Il nous faut enfin organiser la surveillance du fonctionnement des services qui constituent concrètement l’Exécutif. Les élus composant cette instance de surveillance du Gouvernement et des administrations ne doivent pas se substituer aux fonctionnaires d’autorité, mais examiner la façon dont ceux-ci et les ministres managent les administrations publiques, un peu comme dans une grande entreprise le Conseil d’administration examine ce que fait la Direction générale.
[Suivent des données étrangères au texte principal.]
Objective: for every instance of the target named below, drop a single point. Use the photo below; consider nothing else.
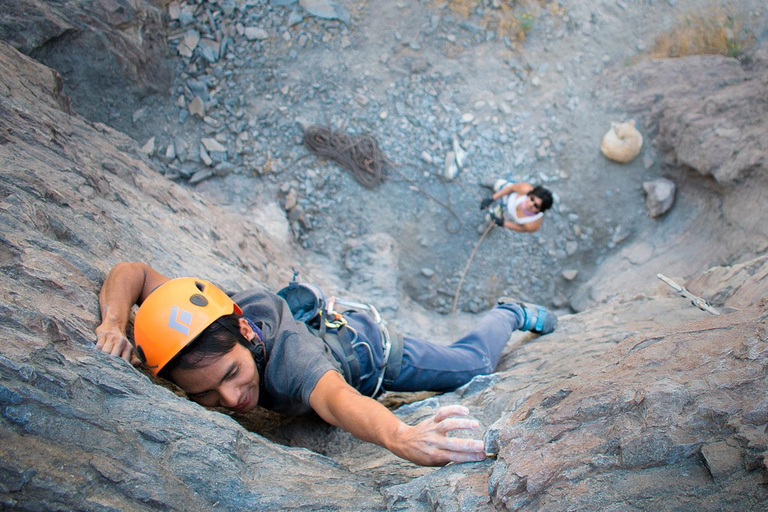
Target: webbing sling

Si la surveillance est efficace à ce niveau élevé, si des sanctions sont effectivement prononcées lorsque la gouvernance laisse par trop à désirer, la qualité du service public ne tardera pas à s’améliorer, car cette impulsion de rigueur et d’efficacité se diffusera depuis les ministres et les directeurs d’administrations centrales jusqu’aux plus modestes chefs de bureau.
L’instance de surveillance sera logiquement le plus nombreux des trois corps qui constituent, dans cette esquisse, la Représentation nationale. C’est elle, en effet, qui devra être en permanence « sur le pied de guerre », attentive à ce que tout se passe de façon efficace et juste. La sélection de ses membres devra certes inclure le passage devant les électeurs, mais aussi un examen des compétences requises, lesquelles compétences pourront être différentes de celles que l’on attend des fonctionnaires actuellement chargés de diriger les services ou de les contrôler, mais en aucun cas être inférieures.
La maquette très succincte qui vient d’être exposée à titre d’exemple, pour lancer la réflexion, ne saurait évidement apporter une réponse à toutes les questions, mais elle indique dans quelle direction aller pour donner à la France une tête bien faite plutôt que pléthorique.